Tea in Tokyo. Tokyo Saryo
My Japanese tea journey of discovery took me to the narrow, winding streets of Setagaya ward in Tokyo to what has been dubbed “the world’s first hand-drip green tea shop”, Tokyo Saryo.
Inspired by third-wave coffee culture, this ultra modern tea bar offers premium, single-origin sencha from all over Japan, brewed with the pour over method that we all know from the coffee world. Their pour over tea drippers were specifically designed by the owners of Tokyo Saryo to ensure the perfect brew.
I had booked online and firstly, I was served a delicious bowl of ochazuke, the Japanese tea and rice soup, made with tencha leaves (matcha raw material basically) and topped with an umeboshi pickled plum. Other topping options to choose from include salmon and scallop.
While I enjoyed my ochazuke, I got to choose 2 types of sencha to compare and a dessert to pair. The selection of teas to choose from was portrayed in a graph (see photo) according to their umami, sweetness and bitterness. The tea barista told me that she likes bitterness in her sencha and I realized that in Japan bitterness can be a desirable quality in a good tea.
I chose Koushun, a “new” Japanese cultivar created in 2000 through hybridization, and Yutakamidori (also the name of the cultivar). The dry tea leaves to me smell like flowers.
In Japan the oxidation of the leaves is halted by steaming. The Koushun sencha leaves appear larger and whole because they were steamed for a shorter period of time compared to the Yutakamidori sencha leaves, which were steamed for a longer period of time and appear smaller and fragmented.
The first infusion was extracted with water at 70 C (158 F), the second infusion with water at 80 C (176 F) and lastly, for the third infusion, I chose which of the two teas was made into a genmaicha and the tea barista added roasted rice to it. I went with the Koushun.
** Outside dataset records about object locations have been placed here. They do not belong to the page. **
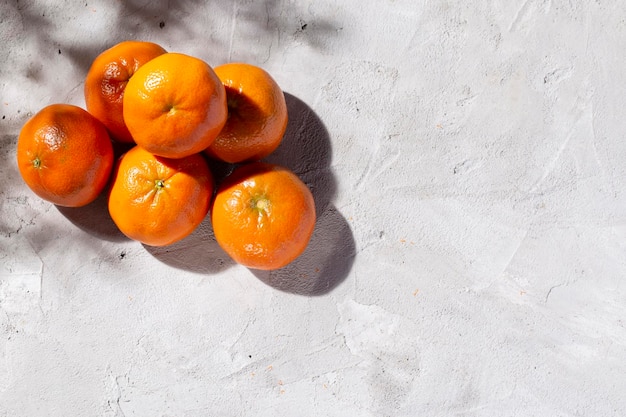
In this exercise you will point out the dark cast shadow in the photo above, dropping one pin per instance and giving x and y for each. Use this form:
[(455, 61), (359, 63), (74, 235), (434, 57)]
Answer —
[(94, 219), (327, 260), (198, 252)]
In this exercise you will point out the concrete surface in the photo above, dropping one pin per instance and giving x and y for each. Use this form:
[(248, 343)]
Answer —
[(467, 159)]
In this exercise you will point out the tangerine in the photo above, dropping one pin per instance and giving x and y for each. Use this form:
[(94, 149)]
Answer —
[(175, 105), (257, 114), (65, 155), (263, 216), (157, 200), (107, 79)]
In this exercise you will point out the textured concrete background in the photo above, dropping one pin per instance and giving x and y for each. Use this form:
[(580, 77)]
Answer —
[(467, 159)]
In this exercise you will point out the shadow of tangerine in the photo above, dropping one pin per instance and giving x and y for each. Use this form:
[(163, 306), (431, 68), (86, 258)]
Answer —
[(328, 259), (94, 219), (324, 264), (198, 252)]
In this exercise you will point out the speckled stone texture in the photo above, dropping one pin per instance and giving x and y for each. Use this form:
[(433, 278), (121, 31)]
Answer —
[(468, 164)]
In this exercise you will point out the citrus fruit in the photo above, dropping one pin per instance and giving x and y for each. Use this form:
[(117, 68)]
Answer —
[(175, 105), (106, 81), (65, 155), (257, 114), (158, 200), (263, 216)]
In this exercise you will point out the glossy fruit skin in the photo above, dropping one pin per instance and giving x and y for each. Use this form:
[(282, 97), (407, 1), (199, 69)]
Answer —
[(257, 114), (65, 155), (107, 79), (157, 200), (175, 105), (263, 216)]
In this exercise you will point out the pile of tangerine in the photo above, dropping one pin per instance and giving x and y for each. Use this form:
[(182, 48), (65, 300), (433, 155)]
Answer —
[(177, 113)]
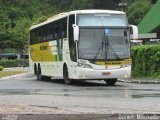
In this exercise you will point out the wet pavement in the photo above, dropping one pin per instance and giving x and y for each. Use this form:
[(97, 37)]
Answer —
[(24, 94)]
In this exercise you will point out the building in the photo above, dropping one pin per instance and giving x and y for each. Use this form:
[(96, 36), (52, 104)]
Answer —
[(150, 25)]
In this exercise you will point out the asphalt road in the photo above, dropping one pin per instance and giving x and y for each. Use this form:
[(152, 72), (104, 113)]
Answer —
[(25, 95)]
As a dessert, I had the hojicha mousse.
Additionally, I bought a small pouch of Fukumidori to try at home, the barista’s favorite. I was intrigued to try the more bitter end of the spectrum.
Disclaimer: I did not receive any compensation by any of the brands or businesses mentioned in this blog post. This is my honest opinion. I paid for the tasting with my own money.